The Three Elements of Health: Nutrition, Fitness, Lifestyle

It’s an unavoidable biological fact that there is a metabolic cost of weight loss. As we lose more weight, the less energy from food we need to sustain the mass of body that remains. Therefore, even though one may eat less, the metabolic cost will eventually catch up and the weight loss will plateau or even reverse. This is what happens when only one element of health is considered. Instead, if one were to include the element of fitness, energetic demands of the body will increase, so that plateau of weight loss hit when just considering diet will be avoided. It is also important to remember important lifestyle elements that benefit our health through social interactions. Being healthy doesn’t have to mean cutting out social drinking or no longer going to restaurants with friends and family. Social connection and relationships are vital to one’s mental health and should not be sacrificed for the sake of clean eating or a gym obsession. This would not be sustainable. A person cannot achieve their picture of desired health or physique by isolating a single health component. A seed cannot evolve into a fruit-bearing tree by only consuming water. It also needs sunlight and CO2. This is just one example to express the complex interplay between all components of health and the importance of a simplified and integrated approach to health improvement.

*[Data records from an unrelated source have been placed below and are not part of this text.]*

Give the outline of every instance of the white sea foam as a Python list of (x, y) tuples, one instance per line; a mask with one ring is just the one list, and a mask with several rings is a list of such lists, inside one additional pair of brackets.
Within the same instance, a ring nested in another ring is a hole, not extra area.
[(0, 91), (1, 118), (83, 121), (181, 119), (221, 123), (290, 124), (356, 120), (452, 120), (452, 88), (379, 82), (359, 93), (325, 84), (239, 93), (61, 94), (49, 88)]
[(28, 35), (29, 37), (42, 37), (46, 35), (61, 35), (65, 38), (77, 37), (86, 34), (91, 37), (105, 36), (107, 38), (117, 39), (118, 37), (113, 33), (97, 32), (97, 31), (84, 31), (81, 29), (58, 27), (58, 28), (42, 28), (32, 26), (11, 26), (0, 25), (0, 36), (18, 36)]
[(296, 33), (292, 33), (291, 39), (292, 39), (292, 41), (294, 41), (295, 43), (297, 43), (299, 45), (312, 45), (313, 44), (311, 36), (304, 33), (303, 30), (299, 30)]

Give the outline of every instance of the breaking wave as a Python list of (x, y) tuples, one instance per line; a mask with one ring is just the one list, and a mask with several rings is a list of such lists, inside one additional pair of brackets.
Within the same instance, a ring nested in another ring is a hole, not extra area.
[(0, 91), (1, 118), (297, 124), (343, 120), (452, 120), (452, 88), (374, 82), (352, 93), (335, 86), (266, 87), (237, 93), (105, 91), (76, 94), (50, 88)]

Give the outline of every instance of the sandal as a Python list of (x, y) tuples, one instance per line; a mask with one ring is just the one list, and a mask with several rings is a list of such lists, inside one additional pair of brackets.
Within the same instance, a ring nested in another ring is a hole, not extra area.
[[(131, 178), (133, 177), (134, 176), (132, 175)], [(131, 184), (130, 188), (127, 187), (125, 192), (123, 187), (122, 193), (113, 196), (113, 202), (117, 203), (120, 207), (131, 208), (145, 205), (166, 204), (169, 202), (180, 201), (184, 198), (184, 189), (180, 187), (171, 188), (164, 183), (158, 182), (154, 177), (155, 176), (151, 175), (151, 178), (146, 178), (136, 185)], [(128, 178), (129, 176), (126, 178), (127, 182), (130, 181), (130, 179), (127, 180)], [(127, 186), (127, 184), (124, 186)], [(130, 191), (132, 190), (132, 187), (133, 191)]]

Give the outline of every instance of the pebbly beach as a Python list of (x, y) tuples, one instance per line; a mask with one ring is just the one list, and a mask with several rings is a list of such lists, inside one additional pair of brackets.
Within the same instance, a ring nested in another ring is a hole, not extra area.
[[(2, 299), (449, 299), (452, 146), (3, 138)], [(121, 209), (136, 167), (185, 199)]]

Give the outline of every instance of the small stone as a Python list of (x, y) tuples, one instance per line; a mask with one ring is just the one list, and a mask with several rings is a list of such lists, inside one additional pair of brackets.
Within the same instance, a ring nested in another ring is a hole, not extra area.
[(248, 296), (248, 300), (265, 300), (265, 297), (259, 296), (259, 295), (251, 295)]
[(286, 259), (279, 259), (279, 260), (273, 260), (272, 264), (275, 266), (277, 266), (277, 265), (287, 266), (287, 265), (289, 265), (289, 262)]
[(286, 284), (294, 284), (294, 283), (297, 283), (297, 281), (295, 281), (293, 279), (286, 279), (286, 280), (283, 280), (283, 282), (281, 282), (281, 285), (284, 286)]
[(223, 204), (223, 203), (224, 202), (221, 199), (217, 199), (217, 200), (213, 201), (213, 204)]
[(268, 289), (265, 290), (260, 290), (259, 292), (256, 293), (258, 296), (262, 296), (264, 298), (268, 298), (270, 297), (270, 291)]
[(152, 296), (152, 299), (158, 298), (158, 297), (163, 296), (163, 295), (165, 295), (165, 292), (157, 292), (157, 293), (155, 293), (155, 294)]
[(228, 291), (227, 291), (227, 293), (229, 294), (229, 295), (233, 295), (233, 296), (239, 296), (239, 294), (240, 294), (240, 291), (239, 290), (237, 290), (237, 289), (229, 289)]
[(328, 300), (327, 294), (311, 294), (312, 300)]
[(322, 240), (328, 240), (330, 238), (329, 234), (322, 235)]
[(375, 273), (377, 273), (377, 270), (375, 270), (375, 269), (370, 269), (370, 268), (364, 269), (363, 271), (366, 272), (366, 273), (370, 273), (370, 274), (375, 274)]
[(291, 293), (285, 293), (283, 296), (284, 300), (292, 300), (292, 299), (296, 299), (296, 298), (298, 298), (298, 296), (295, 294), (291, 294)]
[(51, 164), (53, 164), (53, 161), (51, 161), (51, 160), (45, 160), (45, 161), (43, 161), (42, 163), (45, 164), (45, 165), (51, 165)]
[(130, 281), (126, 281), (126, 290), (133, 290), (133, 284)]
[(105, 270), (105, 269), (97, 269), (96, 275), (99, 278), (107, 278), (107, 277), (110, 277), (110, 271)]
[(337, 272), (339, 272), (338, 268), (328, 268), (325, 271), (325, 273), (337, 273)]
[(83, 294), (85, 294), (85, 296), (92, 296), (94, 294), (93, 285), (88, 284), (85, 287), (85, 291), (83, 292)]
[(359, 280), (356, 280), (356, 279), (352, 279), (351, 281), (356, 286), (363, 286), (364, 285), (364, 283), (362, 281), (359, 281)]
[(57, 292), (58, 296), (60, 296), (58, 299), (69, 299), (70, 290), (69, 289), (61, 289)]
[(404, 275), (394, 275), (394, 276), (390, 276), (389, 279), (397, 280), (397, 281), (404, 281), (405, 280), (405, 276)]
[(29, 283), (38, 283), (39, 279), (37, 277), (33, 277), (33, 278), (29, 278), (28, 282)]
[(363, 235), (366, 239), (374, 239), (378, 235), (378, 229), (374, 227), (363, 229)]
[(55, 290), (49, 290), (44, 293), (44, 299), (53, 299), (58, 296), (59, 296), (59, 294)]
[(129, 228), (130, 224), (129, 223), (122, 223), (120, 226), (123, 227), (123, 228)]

Most importantly, set yourself up for success. Taking on too many goals is unrealistic. Start slow and work your way up. Many of us know what we need to do to reach our optimal health goal, but we cannot expect to do it all at once. Telling yourself ‘I’m going to cut out sweets, stick to one drink per week, eat salads daily for lunch, go to the gym daily, get to bed by 9:30pm, and cut out red-meat’ all at once is setting yourself up for failure. Also, it’s okay to have moderate amounts of “unhealthy” habits in life for the sake of pleasure. If you and your friends have a weekly ritual of hunting for the best burger in town, maybe cutting out red-meat isn’t right for you. So many people make the mistake of trying to change it all at once right from the start, then fail, then take a six-month break falling back into old habits until the next phase of self-deprecation from poor health choices drives them to try again. Why does this pattern occur and how do we break the cycle?

A seed does not absorb 10,000 gallons of water, 75 years of sunlight exposure, and an equal timeframe of air exposure based on a singular decision that it wants to become a 50-foot tree that provides fresh fruit every spring season. The seed must learn how to survive in the environment, share and spare its resources, hunker down for the winter season, weather terrible storms, avoid strikes of lightning, stand strong in the wind, and so forth. Humans, too, must learn to adjust to the environment, pool and spare their resources (namely time and energy), and overcome challenging seasons of busy schedules, life events, and social demands that makes health seemingly challenging to attain. The truth is, achieving better health is as natural as a seed becoming a tree. We just have to approach it with the right mindset, perspective, and strategy. Rather than turning on the fire hose and trying to douse our seeds of desire for better health with 10,000 gallons of water all at once underneath a billion-watt lightbulb, we have to let the rainfall and sunlight steadily nourish. To reach that desired health outcome, small inputs of nutritional improvement, physical activity, and lifestyle behaviors accumulated steadily over the years as curated habits, fit for the individual, will garner the best results. It takes patient, systematic change. And remember, health practices are built into our lives and not the other way around. Select strategies that meet you at your current state, align with your unique physiological and social needs, and are, therefore, sustainable by design. Don’t be afraid of starting at square one. Shift the mindset and commit to the journey. There is tremendous beauty in the path toward a life full of vitality, functionality, and longevity.